Hindustan Times ST (Jaipur)

What’s at stake for Cong, BJP in Karnataka contest

- PRASHANT JHA NATL POLITICAL EDITOR

As the Karnataka assembly elections 2018 are set to be held on May 12, the political battle shifts from the east (three northeaste­rn states had polls in February) and the north (bypolls were held in Uttar Pradesh and Bihar in March) to the south.

But it is not just the shift in geography which makes the battle for Bengaluru important. It is a battle which will, in many ways, determine the political balance of power for 2019.

Here is why Karnataka matters. For the Congress, this is almost an existentia­l battle. The party is reduced to power in only three states — Punjab, Mizoram and Karnataka. A loss will erode Rahul Gandhi’s credibilit­y as soon as he has taken over as the Congress president. It will devastate the cadre and leave them with a sense that 2019 is a lost cause. It will leave the party without power in the south (barring Puducherry) — which remains the final unconquere­d bastion for the Bharatiya Janata Party (BJP).

And most crucially, it will deprive the party of resources for subsequent elections at the end of the year and in 2019. It is an open secret that power in any state, especially one which has a strong politics-economy nexus in a range of sectors like Karnataka, lends itself to rent-seeking behaviour. And the fact is that Congress needs money which can come with power.

A win, on the other hand, will boost party morale, give a sense of revival to the leadership and the workers, energise the entire opposition, and give a sense that the BJP juggernaut can be halted. This is crucial as the Congress heads to three elections where it is in direct contest with the BJP — Madhya Pradesh, Chhattisga­rh and Rajasthan — at the end of the year.

For the BJP, Bengaluru matters precisely because it is central to the ‘Congress-mukt Bharat’ political project.

It matters so that the Congress does not have much political or financial cushion to take on the BJP — which is facing severe anti-incumbency in the three other states heading for polls.

Karnataka also matters for the BJP because a win will reverse the slide, for the party is emerging from a string of bypoll losses in UP, Bihar, MP, Rajasthan.

The growing convention­al wisdom in Delhi’s political circles is that 2019 is not 2014, and that the Modi wave may have dissipated. A win in Karnataka will reinforce the BJP’s dominance and help counter the perception that it has already peaked.

For the BJP, the state also matters because while the party has broken its older image of being just a north Indian party (by expanding in the northeast), an upper-caste party (by winning the support of backward and Dalit groups) and an urban outfit (by doing well in rural areas), it has not been able to make inroads into the south.

Indeed, there appears to be rising concern in the south at what are perceived as BJP’s attempts to impose cultural or linguistic uniformity. Policy issues like the terms of reference for the Fifteenth finance commission have generated concerns in the south that the balance of political and fiscal power is shifting to the north entirely.

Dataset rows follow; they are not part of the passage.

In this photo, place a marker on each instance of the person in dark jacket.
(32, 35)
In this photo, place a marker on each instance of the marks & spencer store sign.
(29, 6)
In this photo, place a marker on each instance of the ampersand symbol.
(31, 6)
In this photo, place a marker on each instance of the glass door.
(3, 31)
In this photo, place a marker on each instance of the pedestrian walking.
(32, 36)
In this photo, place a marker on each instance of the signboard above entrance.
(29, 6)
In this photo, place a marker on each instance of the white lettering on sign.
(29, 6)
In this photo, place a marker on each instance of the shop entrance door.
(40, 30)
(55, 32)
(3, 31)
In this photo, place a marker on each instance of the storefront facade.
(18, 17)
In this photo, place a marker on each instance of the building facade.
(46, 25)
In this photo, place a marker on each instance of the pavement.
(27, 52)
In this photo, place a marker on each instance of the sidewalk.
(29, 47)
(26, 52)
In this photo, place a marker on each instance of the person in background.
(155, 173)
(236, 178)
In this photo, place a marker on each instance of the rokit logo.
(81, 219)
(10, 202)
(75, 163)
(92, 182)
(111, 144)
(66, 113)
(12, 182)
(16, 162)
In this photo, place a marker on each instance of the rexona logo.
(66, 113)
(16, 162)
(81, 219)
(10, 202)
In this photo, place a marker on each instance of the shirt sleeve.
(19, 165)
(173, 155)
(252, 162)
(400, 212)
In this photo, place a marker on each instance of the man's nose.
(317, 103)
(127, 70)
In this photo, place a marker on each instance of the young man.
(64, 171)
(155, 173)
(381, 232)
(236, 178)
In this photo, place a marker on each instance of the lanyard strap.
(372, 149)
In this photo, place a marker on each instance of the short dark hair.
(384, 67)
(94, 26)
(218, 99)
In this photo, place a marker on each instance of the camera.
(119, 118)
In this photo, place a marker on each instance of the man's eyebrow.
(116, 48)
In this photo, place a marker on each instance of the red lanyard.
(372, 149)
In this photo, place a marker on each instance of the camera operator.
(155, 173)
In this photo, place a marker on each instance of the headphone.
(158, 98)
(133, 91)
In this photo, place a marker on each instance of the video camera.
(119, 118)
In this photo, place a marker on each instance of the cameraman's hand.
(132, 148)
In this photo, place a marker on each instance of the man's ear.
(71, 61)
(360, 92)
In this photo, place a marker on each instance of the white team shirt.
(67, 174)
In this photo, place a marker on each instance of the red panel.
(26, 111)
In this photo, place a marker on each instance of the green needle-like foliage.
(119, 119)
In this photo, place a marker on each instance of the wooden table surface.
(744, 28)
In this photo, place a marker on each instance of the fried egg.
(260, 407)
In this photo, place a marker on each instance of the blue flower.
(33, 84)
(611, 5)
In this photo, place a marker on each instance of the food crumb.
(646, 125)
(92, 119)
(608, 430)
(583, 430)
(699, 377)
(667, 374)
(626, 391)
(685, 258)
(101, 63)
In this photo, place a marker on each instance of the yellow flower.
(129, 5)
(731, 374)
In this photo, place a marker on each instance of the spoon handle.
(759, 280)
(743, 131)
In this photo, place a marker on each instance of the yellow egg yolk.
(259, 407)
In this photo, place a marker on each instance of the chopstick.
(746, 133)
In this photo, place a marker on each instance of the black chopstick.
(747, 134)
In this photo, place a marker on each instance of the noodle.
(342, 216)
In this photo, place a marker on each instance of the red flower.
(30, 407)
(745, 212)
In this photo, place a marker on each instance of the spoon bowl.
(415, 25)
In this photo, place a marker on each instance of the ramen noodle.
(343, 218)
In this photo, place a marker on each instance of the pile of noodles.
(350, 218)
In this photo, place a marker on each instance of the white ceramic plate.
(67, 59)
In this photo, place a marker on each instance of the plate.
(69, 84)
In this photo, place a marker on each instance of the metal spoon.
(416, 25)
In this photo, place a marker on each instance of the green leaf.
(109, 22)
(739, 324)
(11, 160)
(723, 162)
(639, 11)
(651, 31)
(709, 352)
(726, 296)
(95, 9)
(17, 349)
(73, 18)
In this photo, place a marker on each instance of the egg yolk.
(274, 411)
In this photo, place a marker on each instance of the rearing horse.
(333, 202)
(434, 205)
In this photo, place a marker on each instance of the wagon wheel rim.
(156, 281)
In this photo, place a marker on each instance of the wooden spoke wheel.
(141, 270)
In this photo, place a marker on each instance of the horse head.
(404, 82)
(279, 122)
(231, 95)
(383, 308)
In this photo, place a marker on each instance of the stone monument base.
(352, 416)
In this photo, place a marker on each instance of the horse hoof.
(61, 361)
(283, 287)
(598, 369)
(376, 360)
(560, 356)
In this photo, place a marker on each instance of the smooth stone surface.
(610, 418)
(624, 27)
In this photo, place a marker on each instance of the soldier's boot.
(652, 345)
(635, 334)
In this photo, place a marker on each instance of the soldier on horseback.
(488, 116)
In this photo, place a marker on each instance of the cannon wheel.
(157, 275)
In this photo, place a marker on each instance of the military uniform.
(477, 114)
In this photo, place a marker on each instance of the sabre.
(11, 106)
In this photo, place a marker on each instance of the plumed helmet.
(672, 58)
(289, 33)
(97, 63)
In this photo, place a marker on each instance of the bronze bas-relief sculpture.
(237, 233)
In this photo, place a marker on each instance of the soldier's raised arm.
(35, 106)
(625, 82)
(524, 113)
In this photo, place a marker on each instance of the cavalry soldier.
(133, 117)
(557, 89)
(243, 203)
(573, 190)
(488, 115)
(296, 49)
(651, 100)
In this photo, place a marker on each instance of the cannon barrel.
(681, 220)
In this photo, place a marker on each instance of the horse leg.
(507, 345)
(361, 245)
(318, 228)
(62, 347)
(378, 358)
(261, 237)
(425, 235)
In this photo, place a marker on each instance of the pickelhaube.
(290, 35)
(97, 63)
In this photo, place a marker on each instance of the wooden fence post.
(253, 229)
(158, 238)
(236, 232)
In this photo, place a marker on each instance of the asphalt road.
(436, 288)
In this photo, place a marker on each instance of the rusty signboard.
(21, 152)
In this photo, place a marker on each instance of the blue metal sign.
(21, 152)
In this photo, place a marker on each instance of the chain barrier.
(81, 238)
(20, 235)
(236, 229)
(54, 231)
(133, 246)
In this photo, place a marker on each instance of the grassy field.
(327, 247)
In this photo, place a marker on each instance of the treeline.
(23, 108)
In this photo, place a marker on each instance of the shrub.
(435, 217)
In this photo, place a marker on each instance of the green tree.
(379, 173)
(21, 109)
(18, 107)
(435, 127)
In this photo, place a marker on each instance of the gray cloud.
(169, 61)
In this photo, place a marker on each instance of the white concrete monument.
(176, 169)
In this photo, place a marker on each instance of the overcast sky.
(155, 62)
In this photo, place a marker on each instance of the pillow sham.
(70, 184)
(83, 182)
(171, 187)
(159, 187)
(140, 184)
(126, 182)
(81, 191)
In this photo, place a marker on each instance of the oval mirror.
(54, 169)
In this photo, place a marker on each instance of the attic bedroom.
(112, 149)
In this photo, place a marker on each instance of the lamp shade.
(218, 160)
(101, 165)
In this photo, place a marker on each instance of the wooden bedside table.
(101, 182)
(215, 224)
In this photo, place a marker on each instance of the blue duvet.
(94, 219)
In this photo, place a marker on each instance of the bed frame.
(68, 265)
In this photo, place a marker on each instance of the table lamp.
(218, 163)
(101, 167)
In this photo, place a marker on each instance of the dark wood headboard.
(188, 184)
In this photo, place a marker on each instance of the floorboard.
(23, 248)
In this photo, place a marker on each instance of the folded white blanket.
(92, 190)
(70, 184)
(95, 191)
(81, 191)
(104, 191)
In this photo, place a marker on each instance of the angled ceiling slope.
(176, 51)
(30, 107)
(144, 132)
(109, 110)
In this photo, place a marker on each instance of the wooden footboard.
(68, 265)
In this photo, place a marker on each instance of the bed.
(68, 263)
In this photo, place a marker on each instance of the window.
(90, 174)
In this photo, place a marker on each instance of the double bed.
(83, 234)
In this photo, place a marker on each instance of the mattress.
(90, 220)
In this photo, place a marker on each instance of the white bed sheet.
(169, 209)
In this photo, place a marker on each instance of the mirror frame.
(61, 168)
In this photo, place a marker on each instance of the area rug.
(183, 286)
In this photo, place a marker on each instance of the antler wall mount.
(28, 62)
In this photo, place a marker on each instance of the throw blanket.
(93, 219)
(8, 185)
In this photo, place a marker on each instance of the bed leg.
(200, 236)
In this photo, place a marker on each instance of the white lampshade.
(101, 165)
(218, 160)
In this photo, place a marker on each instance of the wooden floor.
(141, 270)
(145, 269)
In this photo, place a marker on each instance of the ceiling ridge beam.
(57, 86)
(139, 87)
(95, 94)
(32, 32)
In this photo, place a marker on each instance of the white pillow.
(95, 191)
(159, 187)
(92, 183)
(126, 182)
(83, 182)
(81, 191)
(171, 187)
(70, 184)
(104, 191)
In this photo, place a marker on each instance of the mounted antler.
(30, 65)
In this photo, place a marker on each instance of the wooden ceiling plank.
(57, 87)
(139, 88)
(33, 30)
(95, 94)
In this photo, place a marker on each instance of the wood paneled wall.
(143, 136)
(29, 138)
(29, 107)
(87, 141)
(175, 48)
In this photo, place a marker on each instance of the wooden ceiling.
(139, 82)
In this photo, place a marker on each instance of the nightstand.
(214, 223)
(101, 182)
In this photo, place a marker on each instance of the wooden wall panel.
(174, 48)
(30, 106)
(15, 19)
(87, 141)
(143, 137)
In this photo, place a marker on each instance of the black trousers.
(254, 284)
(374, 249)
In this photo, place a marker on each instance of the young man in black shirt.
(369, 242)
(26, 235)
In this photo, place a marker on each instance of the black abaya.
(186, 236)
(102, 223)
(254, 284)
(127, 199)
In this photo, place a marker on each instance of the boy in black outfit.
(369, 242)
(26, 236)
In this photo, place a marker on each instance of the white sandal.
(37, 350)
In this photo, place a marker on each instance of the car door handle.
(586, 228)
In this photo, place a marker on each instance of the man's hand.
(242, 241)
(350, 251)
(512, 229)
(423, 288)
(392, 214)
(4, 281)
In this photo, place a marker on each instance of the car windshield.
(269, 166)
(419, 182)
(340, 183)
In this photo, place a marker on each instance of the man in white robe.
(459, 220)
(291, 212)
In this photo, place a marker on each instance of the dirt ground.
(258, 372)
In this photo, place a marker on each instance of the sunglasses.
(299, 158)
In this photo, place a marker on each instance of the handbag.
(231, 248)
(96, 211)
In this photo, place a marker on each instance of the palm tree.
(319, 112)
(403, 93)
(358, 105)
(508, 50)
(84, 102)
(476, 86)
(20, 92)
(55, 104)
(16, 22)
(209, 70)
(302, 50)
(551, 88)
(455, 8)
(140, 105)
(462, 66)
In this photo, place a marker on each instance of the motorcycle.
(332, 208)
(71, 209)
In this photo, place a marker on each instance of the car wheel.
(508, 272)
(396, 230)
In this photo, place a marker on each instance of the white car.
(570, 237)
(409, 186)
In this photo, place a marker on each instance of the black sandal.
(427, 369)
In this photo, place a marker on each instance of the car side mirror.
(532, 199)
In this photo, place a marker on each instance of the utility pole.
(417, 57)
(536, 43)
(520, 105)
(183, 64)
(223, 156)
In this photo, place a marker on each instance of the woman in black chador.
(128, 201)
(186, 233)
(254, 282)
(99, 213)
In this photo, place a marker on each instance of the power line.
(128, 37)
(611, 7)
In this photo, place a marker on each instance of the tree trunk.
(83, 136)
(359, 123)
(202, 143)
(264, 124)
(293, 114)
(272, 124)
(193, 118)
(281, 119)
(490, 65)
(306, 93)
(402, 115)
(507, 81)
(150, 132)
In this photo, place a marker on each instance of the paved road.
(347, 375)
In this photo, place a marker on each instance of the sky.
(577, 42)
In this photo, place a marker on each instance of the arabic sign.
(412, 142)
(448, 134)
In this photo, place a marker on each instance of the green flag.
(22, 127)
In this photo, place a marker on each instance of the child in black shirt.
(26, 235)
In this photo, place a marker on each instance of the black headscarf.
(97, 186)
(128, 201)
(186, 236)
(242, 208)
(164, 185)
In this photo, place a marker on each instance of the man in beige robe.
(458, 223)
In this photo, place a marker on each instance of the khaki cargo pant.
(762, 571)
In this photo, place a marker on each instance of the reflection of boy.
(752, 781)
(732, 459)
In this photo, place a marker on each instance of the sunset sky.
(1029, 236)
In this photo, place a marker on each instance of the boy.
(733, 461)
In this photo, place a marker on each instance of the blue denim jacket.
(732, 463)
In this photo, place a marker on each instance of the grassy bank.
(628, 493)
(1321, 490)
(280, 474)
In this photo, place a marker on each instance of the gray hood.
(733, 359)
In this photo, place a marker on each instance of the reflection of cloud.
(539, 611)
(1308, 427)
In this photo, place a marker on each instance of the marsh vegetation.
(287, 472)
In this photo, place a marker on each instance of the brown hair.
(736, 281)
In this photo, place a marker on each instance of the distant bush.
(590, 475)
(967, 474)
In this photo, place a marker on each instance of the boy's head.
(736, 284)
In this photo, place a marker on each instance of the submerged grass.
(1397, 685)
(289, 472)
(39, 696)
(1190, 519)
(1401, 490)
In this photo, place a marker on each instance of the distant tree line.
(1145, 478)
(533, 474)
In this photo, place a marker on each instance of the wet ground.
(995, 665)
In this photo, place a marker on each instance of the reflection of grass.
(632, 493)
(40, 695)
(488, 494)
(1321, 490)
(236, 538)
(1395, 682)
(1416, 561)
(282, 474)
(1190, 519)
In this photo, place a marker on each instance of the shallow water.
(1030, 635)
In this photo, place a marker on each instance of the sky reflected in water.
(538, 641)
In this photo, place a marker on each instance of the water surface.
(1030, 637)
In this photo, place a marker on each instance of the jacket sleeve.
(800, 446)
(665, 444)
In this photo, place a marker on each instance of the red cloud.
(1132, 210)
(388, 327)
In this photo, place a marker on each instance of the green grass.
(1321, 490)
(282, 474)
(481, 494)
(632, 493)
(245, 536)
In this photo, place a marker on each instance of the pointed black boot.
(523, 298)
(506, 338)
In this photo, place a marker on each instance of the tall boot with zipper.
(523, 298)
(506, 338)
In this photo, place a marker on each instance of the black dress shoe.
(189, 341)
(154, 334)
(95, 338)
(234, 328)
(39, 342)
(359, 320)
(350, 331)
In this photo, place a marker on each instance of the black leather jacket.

For the BJP, a win in Karnataka will help quell the perception that it is anti-south, and give it a staging ground to expand in other pockets of the region.

Two hundred and twenty-four seats will go to polls in Karnataka. In the outcome of each assembly seat will lie not just the future of the state’s citizens, but the fortunes of India’s two major national parties and the balance of power between them as the country heads to 2019.